Barbera d'Alba, Bricco Marun, 2013

  Matteo Correggia

Contains Sulphites.

About Matteo Correggia

Matteo Corregiga learned everything about the vine from his father and, having never gone to any kind of oenology college, was taught his winemaking skills by Elio Altare and other local friends. Matteo started bottling his own wine with great success when his father died in 1985 making them the very best Piedmont has to offer. The indigenous white Arneis and black Brachetto vines are carefully nurtured to produce beautifully individual wines. The Roeros are made from Nebbiolo but are evidently more refi ned than Barolo due to the lighter soils in the region – they are exquisitely pure and truly outstanding. 2000 was Matteo’s last vintage after his tragic vineyard accident. His wife Ornella and her children, with the help of talented young wine maker Luca Rostagno, now run the estate.

Appellation: Piedmont

Piedmont sitting at the foot of the mountains is justly regarded as one of, if not the finest wine growing region in Italy. The noblest grape found in the region in undoubtedly Nebbiolo, with the DOCG's of Barolo and Barbaresco at the forefront of production. Barbera and Dolcetto come in second and third, and being earlier ripening are often found located on those sides of the hills that receive less sunshine.
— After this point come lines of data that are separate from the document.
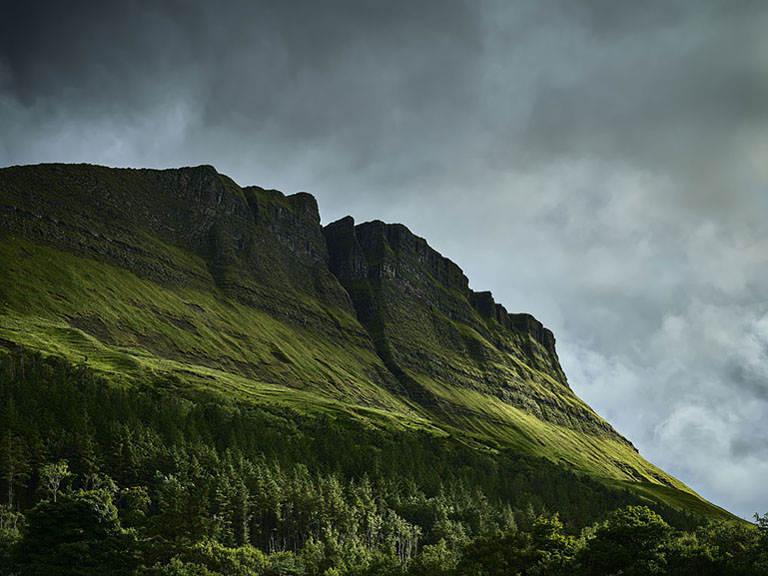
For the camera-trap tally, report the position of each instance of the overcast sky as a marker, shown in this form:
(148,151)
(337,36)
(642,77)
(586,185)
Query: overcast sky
(600,164)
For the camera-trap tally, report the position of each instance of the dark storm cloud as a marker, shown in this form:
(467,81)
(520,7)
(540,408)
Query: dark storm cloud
(601,164)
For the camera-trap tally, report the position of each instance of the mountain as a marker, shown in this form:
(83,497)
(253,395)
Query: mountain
(242,293)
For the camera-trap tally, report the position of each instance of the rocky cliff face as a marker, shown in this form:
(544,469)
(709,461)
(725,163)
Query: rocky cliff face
(432,330)
(423,334)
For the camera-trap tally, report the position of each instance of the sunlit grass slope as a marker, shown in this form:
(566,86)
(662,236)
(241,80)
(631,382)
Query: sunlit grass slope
(141,272)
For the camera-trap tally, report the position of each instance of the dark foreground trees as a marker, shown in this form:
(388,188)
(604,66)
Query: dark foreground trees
(161,479)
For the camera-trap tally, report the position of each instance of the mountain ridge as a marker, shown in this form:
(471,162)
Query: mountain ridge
(184,271)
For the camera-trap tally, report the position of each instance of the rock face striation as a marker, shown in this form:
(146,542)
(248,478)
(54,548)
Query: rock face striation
(247,281)
(431,330)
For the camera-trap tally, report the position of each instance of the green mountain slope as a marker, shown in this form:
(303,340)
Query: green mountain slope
(145,273)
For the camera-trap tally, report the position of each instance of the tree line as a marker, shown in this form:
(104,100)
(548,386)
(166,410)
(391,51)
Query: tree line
(165,478)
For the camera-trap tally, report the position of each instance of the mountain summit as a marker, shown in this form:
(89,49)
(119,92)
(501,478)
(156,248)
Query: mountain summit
(241,291)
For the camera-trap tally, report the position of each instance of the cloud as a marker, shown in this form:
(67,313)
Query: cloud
(603,165)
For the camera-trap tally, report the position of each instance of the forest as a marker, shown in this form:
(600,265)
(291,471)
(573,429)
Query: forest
(161,478)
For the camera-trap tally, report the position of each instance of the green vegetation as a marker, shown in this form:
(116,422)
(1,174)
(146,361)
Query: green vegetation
(198,379)
(165,478)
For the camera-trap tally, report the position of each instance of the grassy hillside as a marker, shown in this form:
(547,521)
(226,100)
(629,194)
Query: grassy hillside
(141,274)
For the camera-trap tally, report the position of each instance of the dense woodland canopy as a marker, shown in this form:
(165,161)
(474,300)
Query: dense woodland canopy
(162,479)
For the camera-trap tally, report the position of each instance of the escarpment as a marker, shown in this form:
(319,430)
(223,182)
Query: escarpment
(435,333)
(368,311)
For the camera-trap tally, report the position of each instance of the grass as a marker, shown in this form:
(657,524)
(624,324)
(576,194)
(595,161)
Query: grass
(293,340)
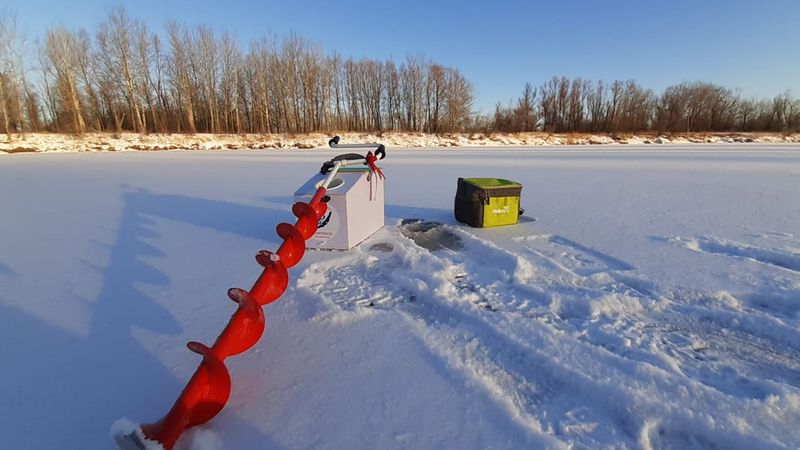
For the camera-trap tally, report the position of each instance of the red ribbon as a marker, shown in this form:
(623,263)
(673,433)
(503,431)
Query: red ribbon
(371,163)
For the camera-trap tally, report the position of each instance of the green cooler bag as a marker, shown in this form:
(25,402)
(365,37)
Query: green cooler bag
(487,202)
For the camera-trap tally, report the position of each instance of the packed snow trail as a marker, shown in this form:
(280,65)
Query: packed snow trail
(523,325)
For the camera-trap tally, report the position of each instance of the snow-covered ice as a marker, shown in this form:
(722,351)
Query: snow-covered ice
(648,299)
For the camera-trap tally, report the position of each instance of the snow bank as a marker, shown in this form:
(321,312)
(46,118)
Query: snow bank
(106,142)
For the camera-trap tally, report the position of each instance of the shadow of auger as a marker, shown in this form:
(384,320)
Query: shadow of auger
(208,390)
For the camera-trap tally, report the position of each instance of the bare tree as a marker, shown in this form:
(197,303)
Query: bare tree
(62,50)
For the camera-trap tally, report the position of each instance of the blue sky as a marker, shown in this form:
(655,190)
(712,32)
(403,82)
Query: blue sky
(750,45)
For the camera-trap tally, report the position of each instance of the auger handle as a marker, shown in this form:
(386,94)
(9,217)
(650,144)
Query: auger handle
(380,149)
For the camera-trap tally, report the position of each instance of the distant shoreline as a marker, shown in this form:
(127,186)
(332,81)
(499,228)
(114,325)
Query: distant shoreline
(109,142)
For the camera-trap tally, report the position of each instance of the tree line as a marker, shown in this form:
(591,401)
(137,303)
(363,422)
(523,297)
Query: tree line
(563,105)
(125,77)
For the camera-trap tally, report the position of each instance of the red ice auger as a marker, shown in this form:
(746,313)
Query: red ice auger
(208,390)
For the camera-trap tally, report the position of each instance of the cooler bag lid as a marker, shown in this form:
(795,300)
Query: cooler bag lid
(482,188)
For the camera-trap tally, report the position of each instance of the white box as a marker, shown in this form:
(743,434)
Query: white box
(355,209)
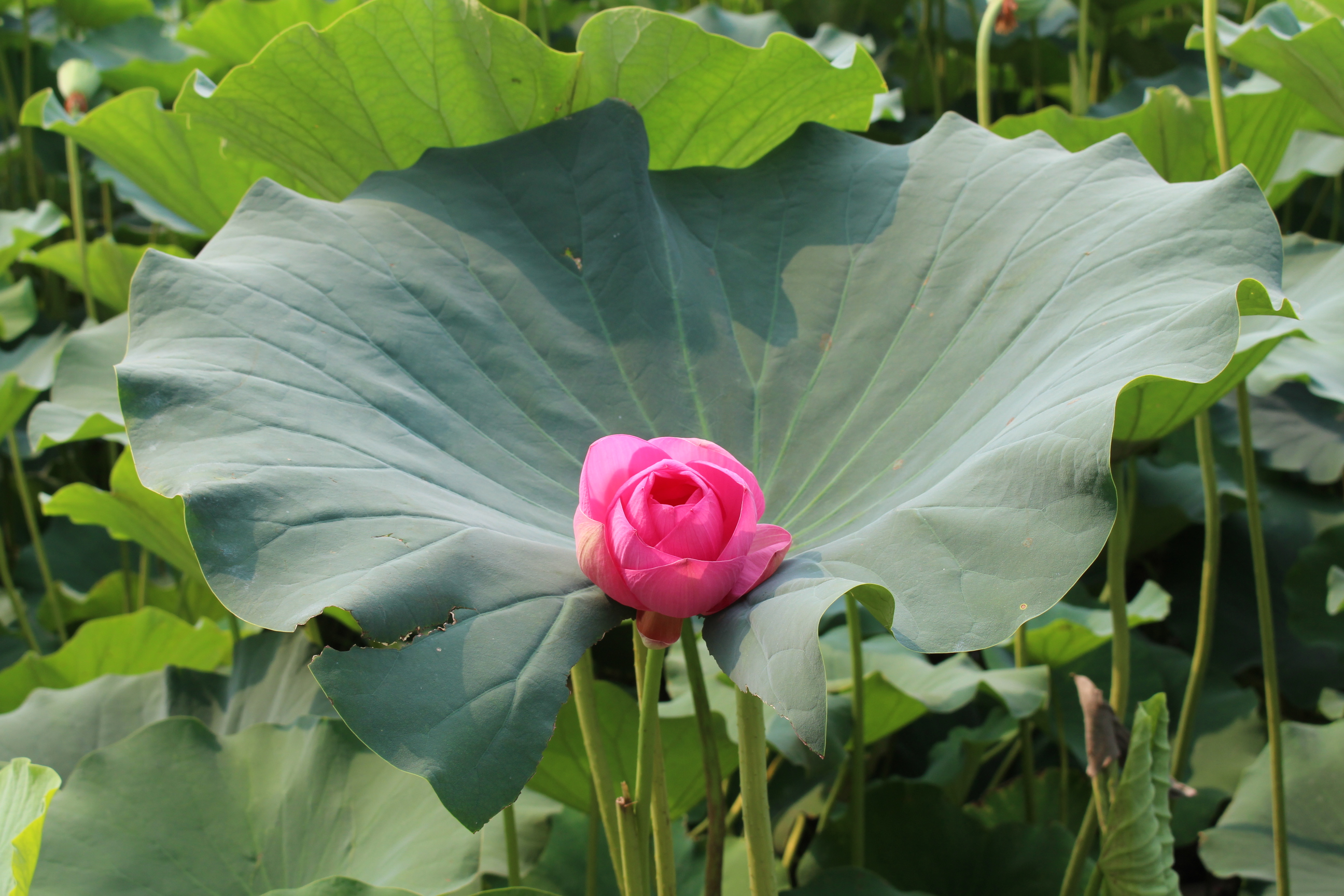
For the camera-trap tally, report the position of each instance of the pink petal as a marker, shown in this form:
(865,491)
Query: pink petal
(684,587)
(597,562)
(611,461)
(656,629)
(689,451)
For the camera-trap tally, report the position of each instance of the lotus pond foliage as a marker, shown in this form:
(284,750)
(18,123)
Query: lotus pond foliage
(573,449)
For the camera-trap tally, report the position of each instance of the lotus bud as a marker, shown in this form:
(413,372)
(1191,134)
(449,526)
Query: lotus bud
(77,81)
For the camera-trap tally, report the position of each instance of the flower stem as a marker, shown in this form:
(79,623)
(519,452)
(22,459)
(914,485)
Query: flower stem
(1207,595)
(756,801)
(515,874)
(585,701)
(1082,845)
(1215,90)
(1273,712)
(858,761)
(644,804)
(78,221)
(987,29)
(21,485)
(1025,731)
(713,774)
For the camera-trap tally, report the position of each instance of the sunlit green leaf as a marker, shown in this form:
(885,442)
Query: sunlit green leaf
(110,267)
(125,645)
(269,808)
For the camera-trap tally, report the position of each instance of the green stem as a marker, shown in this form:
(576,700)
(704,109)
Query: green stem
(652,679)
(858,743)
(78,219)
(1207,595)
(1082,845)
(585,701)
(1081,88)
(1273,711)
(594,835)
(987,30)
(756,801)
(1215,92)
(515,872)
(1116,551)
(21,609)
(710,755)
(1025,731)
(39,551)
The wines from Piedmont are intrinsically food friendly wines, a fact understandable given the culinary strength of the area.

Grape Type: Barbera

As widely planted in Italy as Sangiovese, but at its best in the hills around Alba and Asti in Italy's north-west, where it is planted on east and west facing slopes. Good, low-cropped Barbera has a deep colour, low tannins, crisp acidity and rich fruit flavours of forest fruit, cherry and, particularly, blueberry. It works well either as a tank-aged fruit driven wine or, chiefly for the old vines and well-placed single vineyard sites, as a complex, silky barrique-aged wine.